Treasury Board President Anita Anand is asking Parliament to approve an extra $8.9 billion in spending in the current fiscal year, which ends March 31.
Most of it is for extra costs associated with finance charges, providing health care for Indigenous children, and for military projects at home and abroad, according to the latest supplementary spending estimates from the federal government.
The single biggest item the government needs more money for is an extra $3.2 billion to service the national debt.
But the Department of Indigenous Services also needs nearly $2 billion more than it planned at the beginning of the fiscal year, much of that for programs to improve health-care services for Indigenous children.
The Department of National Defence is asking Parliament to approve $1.9 billion to boost both its capital and operating budget, including money destined for military projects in Latvia and Ukraine.
Some of those funds will also be used for new costs associated with the acquisition of new reconnaissance aircraft and new airborne tanker transports for the Air Force.

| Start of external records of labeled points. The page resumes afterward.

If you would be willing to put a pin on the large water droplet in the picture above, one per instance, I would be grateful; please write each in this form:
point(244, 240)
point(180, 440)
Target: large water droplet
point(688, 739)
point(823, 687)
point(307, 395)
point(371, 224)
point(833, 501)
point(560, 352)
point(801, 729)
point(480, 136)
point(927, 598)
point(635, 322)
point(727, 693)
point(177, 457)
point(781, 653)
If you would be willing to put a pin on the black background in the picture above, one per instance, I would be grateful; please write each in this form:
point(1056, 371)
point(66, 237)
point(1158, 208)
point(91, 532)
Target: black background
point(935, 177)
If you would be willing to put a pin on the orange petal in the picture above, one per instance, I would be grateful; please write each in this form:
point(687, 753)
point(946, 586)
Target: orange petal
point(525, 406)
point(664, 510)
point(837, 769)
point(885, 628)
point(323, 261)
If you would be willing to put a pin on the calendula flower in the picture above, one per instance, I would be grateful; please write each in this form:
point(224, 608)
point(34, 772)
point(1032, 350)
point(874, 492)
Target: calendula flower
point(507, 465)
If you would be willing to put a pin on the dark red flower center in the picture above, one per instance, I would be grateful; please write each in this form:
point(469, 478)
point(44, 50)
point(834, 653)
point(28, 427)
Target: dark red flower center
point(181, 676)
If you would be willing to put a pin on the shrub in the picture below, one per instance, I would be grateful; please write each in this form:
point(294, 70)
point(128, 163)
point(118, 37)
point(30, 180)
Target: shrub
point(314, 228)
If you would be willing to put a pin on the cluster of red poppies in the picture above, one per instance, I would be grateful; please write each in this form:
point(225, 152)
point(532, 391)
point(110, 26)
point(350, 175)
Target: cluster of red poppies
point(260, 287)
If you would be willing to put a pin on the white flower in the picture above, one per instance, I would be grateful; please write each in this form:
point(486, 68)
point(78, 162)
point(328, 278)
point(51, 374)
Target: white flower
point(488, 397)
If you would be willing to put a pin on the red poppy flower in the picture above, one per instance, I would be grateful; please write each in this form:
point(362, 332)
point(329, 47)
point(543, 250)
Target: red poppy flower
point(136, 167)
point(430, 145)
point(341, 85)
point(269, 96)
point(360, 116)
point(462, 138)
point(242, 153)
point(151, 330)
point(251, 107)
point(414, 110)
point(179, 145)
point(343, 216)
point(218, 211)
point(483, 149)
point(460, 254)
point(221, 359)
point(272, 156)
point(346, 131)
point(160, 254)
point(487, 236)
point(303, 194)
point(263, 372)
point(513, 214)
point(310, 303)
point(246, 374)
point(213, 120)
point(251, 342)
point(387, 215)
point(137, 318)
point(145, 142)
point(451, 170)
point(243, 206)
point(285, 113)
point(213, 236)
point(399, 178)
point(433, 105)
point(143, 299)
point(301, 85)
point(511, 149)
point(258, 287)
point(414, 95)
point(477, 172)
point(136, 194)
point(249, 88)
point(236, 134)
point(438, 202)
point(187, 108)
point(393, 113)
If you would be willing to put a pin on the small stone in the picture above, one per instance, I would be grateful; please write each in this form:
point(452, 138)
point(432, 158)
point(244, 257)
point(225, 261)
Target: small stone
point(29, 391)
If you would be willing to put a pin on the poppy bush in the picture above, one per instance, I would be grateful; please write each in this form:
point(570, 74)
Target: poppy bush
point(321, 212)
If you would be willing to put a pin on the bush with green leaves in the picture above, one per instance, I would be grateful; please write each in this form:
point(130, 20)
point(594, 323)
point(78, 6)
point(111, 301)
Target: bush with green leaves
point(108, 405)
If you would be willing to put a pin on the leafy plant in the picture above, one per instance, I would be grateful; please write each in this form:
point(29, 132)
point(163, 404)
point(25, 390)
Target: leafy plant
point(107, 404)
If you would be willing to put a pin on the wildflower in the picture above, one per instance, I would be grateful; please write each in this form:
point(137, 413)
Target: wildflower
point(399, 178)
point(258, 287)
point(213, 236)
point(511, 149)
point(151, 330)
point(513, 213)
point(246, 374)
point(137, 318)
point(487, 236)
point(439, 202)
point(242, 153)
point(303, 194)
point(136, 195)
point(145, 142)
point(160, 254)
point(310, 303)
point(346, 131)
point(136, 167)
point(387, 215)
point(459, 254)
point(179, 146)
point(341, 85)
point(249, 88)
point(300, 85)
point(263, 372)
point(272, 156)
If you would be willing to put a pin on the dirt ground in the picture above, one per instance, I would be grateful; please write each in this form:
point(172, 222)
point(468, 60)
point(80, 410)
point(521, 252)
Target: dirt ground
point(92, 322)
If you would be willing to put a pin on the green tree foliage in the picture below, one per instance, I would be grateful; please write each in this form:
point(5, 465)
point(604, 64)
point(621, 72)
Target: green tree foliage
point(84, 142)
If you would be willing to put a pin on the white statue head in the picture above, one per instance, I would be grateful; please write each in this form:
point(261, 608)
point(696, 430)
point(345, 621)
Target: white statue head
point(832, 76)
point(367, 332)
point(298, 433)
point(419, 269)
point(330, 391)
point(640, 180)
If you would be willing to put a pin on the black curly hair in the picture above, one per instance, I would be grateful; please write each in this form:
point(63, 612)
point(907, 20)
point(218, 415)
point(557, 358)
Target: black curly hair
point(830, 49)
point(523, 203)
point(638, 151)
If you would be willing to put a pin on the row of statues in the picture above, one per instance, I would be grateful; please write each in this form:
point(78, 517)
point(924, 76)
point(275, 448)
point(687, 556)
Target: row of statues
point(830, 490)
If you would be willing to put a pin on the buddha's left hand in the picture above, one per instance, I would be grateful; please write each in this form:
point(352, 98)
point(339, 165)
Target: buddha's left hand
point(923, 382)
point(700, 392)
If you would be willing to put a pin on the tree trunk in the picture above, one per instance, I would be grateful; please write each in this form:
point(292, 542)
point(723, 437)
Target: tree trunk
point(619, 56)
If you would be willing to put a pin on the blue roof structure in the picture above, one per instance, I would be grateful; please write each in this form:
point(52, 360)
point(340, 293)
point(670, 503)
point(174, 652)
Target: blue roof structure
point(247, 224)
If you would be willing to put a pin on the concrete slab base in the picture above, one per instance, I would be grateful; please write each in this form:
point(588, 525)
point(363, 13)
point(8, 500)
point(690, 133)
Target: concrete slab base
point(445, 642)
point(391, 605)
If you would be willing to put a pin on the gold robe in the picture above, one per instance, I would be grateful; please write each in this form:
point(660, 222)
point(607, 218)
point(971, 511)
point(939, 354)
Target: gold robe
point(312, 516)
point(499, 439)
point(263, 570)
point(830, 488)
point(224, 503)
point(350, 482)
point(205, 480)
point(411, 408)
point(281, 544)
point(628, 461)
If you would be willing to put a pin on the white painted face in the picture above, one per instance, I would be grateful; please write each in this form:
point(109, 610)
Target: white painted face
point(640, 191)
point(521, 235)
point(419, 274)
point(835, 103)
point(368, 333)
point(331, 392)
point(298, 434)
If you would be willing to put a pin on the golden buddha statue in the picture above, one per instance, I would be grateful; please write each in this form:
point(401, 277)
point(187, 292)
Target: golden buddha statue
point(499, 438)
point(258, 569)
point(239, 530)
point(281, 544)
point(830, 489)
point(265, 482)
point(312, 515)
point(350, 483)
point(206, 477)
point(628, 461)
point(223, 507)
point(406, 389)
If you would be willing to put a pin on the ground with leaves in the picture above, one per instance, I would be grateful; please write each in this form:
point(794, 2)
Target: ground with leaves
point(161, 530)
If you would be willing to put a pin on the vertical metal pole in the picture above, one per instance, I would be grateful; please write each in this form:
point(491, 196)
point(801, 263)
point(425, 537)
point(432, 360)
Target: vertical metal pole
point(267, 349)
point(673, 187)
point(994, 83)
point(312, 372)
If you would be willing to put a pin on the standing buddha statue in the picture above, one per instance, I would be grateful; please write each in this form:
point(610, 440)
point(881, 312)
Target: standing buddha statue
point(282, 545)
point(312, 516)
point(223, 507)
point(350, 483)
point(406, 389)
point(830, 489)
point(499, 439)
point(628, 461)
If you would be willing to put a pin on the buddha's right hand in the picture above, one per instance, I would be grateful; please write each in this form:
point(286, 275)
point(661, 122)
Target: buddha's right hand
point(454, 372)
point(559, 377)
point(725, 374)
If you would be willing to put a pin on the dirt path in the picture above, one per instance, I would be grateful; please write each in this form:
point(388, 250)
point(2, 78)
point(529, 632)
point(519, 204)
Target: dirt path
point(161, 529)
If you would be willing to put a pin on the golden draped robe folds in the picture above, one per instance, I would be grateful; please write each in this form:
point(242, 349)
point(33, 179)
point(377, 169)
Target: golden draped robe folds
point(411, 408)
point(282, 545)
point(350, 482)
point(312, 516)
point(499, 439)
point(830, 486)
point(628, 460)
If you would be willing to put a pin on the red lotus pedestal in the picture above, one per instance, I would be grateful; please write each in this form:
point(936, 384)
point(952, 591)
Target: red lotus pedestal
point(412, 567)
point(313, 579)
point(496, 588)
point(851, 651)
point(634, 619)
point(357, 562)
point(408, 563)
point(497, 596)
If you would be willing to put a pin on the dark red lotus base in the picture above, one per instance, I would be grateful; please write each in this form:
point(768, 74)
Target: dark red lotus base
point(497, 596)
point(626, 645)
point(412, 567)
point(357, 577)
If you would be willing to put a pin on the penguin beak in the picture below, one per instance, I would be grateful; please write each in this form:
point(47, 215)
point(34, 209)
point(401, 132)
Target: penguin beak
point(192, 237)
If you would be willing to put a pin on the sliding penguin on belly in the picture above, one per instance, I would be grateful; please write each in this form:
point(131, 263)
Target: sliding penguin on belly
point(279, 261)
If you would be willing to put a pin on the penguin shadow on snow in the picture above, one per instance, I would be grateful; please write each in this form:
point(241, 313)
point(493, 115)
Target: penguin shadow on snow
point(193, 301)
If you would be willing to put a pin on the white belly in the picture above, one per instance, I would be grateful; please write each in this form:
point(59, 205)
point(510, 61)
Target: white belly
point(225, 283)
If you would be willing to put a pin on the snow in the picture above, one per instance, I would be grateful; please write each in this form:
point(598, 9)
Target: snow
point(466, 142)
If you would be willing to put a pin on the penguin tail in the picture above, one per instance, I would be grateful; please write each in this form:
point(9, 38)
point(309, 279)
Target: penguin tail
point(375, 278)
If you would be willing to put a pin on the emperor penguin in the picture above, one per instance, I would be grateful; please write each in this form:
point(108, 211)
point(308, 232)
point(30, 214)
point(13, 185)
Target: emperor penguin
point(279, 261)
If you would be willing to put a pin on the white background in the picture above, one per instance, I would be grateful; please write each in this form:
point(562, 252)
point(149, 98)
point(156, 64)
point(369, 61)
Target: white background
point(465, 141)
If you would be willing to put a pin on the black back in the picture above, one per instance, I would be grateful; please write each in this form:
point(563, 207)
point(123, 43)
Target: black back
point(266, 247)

The extra funds should push the government’s overall spending for the 2023-24 fiscal year to $496.6 billion. That would represent an increase of $13.5 billion, or 2.8 per cent, versus the previous fiscal year.
The new spending requests, known formally as the Supplementary Estimates (C), 2023-2024 were tabled Feb. 15 in the House of Commons.
These estimates are the final request for new spending in the current fiscal year. Various parliamentary committees will now study the different requests for new funding before all MPs will vote on them.
The votes on spending requests, which have not yet been scheduled, are, by tradition, matters of confidence. In recent years, they’ve also occasionally been the subject of overnight marathon votes forced by the opposition. So long as the supply-and-confidence agreement holds between the minority Liberal government and the 25-member NDP caucus, those votes should pass the House.